050116PG_Theater1klInes Lacriox und Matthias Engel vom Theater an der Angel über Theater-Tradition, Lebensphasen und Lebendigkeit auf der Bühne.

Frau Lacroix, Herr Engel, ist das Theaterspiel der heutigen Zeit anders als vor 100 Jahren?


Matthias Engel: Lassen Sie mich mit Max Reinhard antworten: „Ich glaube an die Unsterblichkeit des Theaters. Es ist der seligste Schlupfwinkel für diejenigen, die ihre Kindheit heimlich in die Tasche gesteckt und sich damit auf und davon gemacht haben, um bis an ihr Lebensende weiterzuspielen.“
Ines Lacroix: Sicher hatte das Theater in der Zeit der Aufklärung, mehr den Anspruch Wissen und Moral zu transportieren. Zum Unterhaltungsbetrieb wurde es mehr und mehr in den 20er Jahren des vorigen Jahrhunderts. Selbst Brecht hat stets gefordert, dass Theater zuerst unterhalten muss. Unterhaltung wird heute von vielen Kanälen besetzt. Um so wichtiger ist es für uns, authentische Momente zu erzeugen und zu versuchen, jeden Zuschauer mitten ins Geschehen zu ziehen.

Und Wie gelingt Ihnen das?
Matthias Engel: Indem von der Bühne herunter Leidenschaft quillt.

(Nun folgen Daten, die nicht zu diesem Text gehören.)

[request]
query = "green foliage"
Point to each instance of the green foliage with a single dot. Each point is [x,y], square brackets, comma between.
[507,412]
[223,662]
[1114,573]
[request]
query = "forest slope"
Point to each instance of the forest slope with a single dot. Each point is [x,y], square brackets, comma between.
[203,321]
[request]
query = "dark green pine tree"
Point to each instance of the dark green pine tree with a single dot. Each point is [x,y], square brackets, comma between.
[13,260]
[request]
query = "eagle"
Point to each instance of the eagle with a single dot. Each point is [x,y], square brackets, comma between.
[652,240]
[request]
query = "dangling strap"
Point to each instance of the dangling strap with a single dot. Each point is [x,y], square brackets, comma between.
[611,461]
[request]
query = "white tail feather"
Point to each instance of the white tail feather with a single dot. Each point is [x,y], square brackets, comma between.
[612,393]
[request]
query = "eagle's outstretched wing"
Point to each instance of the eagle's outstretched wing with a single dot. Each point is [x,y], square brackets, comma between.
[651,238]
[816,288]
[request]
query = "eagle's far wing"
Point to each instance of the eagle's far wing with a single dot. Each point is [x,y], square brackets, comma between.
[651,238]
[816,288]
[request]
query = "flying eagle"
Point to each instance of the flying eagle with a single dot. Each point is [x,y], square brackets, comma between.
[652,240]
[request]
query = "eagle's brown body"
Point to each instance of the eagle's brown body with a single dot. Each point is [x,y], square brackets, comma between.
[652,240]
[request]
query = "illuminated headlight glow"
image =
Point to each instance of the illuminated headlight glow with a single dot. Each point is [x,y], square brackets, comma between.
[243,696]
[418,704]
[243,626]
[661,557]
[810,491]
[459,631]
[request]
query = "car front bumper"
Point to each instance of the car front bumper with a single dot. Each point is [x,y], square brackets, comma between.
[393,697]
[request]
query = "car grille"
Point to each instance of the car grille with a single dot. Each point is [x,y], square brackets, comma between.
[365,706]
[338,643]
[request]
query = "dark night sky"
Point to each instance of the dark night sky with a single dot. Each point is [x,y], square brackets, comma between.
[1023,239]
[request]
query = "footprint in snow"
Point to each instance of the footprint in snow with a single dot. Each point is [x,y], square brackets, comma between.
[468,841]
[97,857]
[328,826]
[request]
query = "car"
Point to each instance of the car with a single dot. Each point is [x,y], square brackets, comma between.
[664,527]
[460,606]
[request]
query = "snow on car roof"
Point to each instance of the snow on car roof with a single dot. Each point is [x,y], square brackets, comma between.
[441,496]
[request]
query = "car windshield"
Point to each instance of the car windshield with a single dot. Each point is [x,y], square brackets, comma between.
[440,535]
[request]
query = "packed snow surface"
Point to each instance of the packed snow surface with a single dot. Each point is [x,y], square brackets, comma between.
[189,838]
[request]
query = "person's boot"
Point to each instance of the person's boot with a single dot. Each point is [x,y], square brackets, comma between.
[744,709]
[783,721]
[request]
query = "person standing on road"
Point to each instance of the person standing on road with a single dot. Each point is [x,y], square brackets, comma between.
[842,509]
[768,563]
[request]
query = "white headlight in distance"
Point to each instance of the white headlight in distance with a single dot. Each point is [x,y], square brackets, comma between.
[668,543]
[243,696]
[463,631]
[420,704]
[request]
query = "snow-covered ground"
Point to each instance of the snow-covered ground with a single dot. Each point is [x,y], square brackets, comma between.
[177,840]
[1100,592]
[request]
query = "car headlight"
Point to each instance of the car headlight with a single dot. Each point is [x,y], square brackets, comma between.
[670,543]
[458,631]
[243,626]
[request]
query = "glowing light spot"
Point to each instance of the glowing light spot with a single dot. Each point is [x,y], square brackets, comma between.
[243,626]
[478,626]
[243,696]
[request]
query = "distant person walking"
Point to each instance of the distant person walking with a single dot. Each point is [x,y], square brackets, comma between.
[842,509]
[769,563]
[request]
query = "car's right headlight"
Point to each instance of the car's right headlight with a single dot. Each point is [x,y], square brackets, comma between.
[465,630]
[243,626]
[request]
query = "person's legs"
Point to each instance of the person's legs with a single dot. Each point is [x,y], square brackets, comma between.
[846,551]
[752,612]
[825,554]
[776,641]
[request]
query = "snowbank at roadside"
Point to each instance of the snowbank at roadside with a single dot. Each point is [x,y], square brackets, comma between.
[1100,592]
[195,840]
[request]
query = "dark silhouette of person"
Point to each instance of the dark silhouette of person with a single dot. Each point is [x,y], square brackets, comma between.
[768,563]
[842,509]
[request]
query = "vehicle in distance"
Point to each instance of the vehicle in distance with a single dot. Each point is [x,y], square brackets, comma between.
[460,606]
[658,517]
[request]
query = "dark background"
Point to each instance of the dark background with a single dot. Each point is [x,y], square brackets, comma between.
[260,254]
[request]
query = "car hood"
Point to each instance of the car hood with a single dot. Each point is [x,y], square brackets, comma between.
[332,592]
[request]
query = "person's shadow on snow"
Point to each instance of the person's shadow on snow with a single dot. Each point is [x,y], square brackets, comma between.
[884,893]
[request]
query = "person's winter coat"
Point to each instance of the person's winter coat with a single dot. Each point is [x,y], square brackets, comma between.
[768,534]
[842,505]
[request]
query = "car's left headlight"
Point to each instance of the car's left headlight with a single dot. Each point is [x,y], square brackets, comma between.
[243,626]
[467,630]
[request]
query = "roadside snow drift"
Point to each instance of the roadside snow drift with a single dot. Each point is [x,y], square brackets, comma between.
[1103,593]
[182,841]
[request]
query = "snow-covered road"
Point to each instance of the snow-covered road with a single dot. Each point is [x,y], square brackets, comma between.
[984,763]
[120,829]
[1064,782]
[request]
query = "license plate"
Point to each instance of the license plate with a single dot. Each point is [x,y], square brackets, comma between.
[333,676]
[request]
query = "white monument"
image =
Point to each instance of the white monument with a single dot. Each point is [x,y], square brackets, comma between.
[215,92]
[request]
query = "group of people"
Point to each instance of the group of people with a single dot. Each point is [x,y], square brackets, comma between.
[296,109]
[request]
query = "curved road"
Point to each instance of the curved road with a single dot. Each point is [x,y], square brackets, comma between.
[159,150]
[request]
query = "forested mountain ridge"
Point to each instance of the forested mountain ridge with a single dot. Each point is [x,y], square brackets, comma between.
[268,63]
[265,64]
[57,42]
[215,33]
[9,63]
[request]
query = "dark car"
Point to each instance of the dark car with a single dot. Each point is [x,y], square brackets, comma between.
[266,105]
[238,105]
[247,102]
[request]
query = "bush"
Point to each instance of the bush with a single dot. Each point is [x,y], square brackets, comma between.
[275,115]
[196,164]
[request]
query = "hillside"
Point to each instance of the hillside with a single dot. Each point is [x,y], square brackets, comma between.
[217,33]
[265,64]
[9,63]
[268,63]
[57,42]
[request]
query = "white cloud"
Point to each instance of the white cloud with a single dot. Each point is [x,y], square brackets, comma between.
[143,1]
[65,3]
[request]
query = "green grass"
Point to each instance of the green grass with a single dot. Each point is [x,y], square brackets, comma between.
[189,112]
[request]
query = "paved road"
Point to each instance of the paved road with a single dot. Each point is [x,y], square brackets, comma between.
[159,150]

Die Glaubwürdigkeit der Aussagen ist wichtig. Was ich im Stück sage, dazu muss ich auch  persönlich stehen.
Ines Lacroix: Wir wollen mit jedem Zuschauer ins Gespräch kommen. Unser kleiner Vorstellungsraum bietet dafür schon Mal eine ideale Voraussetzung. Ausfüllen müssen wir den Anspruch selbst.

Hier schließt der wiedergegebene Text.